One of the exercises we run in workshops is deceptively simple. We bring together people from different departments and ask them to describe the customer experience when someone contacts the company.
It gets uncomfortable fast. "The customer calls us." "Actually, they can also use the portal." "Which portal?" "The one with the outdated information." And suddenly, people who've worked at the same company for years realise they have completely different pictures of what the customer goes through.
That's the value of looking at things from the outside in. When you force internal teams to step into the customer's shoes, they start seeing problems they'd never noticed before. Not because they didn't care, but because they'd never been asked to look.
This is what we mean when we talk about customer journey mapping. Not a marketing exercise with post-its and seven expensive consultants. A practical, ongoing process of understanding how customers actually experience your service, and where the friction points are.
Here's where most companies get it wrong. They treat journey mapping as a project. They book a room, run a workshop, produce a nice-looking document, and then it goes on a shelf. Six months later, the customer experience has changed but the map hasn't.
The best service organisations we work with treat it as a continuous process. They involve customers in sprint demos. They bring real customer feedback into planning meetings. When they build something new, they test whether it actually improves the experience before rolling it out further.
One of our experts puts it well: you need to take your customer along for the entire journey, from idea to solution. Not just at the beginning when you're gathering requirements, and not just at the end when you're asking for a satisfaction score. Throughout.
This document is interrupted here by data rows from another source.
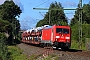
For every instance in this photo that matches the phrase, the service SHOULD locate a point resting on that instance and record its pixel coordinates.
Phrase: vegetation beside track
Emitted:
(16, 53)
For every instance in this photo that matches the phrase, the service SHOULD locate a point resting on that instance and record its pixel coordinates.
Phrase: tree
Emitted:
(8, 12)
(85, 23)
(4, 55)
(56, 16)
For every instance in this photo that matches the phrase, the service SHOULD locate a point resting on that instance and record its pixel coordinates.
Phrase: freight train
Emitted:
(56, 35)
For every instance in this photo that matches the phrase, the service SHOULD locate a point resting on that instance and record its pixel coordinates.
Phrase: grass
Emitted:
(16, 53)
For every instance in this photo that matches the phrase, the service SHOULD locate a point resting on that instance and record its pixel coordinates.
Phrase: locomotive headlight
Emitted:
(67, 37)
(57, 36)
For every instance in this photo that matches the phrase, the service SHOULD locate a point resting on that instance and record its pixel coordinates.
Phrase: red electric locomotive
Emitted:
(58, 36)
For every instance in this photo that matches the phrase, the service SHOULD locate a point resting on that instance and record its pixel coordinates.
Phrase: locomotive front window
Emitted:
(62, 30)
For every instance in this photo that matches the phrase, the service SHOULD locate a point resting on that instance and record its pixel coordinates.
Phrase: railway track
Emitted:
(71, 54)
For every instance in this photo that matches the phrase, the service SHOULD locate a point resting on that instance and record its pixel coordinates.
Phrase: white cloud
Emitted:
(19, 4)
(16, 2)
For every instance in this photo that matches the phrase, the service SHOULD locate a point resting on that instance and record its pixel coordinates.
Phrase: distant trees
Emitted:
(55, 16)
(8, 12)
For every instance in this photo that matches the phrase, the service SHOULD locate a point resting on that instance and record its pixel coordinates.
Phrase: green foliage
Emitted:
(16, 53)
(85, 25)
(55, 16)
(3, 47)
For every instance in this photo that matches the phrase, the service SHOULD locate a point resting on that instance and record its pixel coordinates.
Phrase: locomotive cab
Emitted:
(62, 37)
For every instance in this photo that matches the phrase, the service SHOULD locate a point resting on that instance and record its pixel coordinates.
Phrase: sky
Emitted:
(29, 17)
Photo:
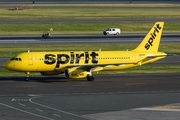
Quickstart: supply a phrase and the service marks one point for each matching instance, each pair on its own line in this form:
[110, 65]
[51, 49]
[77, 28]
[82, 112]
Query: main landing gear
[90, 78]
[27, 76]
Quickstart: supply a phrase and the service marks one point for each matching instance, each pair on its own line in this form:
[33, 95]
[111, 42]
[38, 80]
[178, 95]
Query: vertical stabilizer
[152, 39]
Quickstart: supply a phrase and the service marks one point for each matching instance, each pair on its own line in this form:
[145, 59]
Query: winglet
[152, 39]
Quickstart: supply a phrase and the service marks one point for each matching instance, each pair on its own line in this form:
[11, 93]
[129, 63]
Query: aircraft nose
[8, 66]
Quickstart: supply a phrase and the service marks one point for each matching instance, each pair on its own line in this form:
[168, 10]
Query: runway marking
[38, 109]
[123, 92]
[56, 109]
[157, 109]
[24, 86]
[25, 111]
[22, 100]
[135, 84]
[56, 115]
[168, 107]
[81, 85]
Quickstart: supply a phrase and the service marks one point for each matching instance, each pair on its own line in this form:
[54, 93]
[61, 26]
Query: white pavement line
[38, 109]
[57, 109]
[26, 111]
[158, 109]
[21, 104]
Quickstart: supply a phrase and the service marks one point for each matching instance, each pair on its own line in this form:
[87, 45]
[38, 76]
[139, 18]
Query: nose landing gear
[27, 76]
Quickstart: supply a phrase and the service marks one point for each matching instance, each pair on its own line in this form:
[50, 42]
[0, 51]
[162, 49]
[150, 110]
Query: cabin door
[30, 59]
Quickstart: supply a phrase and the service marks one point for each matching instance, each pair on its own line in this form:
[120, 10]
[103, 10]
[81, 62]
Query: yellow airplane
[81, 64]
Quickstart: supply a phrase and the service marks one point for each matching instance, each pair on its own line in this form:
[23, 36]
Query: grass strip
[140, 69]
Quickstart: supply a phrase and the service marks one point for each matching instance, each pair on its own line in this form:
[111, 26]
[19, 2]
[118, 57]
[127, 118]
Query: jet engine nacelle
[76, 73]
[50, 73]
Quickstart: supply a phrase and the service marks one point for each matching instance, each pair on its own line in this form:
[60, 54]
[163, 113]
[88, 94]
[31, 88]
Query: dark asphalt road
[108, 97]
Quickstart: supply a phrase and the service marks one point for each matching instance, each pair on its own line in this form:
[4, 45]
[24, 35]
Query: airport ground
[109, 97]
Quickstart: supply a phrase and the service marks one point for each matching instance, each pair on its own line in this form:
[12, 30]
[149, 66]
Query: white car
[112, 31]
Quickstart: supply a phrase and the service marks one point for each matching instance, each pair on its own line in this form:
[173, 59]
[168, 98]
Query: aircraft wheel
[90, 78]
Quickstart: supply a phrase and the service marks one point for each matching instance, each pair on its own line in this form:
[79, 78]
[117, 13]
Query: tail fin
[152, 39]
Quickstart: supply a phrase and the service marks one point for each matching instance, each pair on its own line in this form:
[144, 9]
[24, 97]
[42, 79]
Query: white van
[112, 31]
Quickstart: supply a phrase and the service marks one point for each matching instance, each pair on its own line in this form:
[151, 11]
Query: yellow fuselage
[59, 61]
There's another source of insight that most organisations overlook: their own agents. The people who answer the phones and handle the tickets know exactly what frustrates customers. Ask any experienced agent what could be better, and you'll need to clear your schedule, because three hours later they'll still be going.
The challenge is that this knowledge rarely makes it to the people who make decisions. In some organisations the culture doesn't support upward feedback. In others, it's simply never been asked.
We've found that combining both perspectives, what customers tell you directly and what your agents observe every day, gives you the most complete picture. They'll agree on a lot of things. Where they disagree is often where the most interesting insights are hiding.
There's one question we've found that cuts through all the noise. We borrowed it from a conversation with one of our experts, and it's become a staple in our workshops:
Would you want to be a customer of your own company?
It's a simple question. But in our experience, most people need a moment before they can answer. And when the answer isn't an immediate "yes," the conversation shifts. Suddenly, the theoretical becomes personal.
If all of this feels overwhelming, here's where we'd suggest you begin. It doesn't involve a framework, a matrix, or a consulting engagement. It involves a cup of coffee.
Invite a real customer. Sit down with them. And then do the hard part: listen. Don't pitch. Don't defend. Don't explain how things work on your end. Just listen to what their experience is actually like.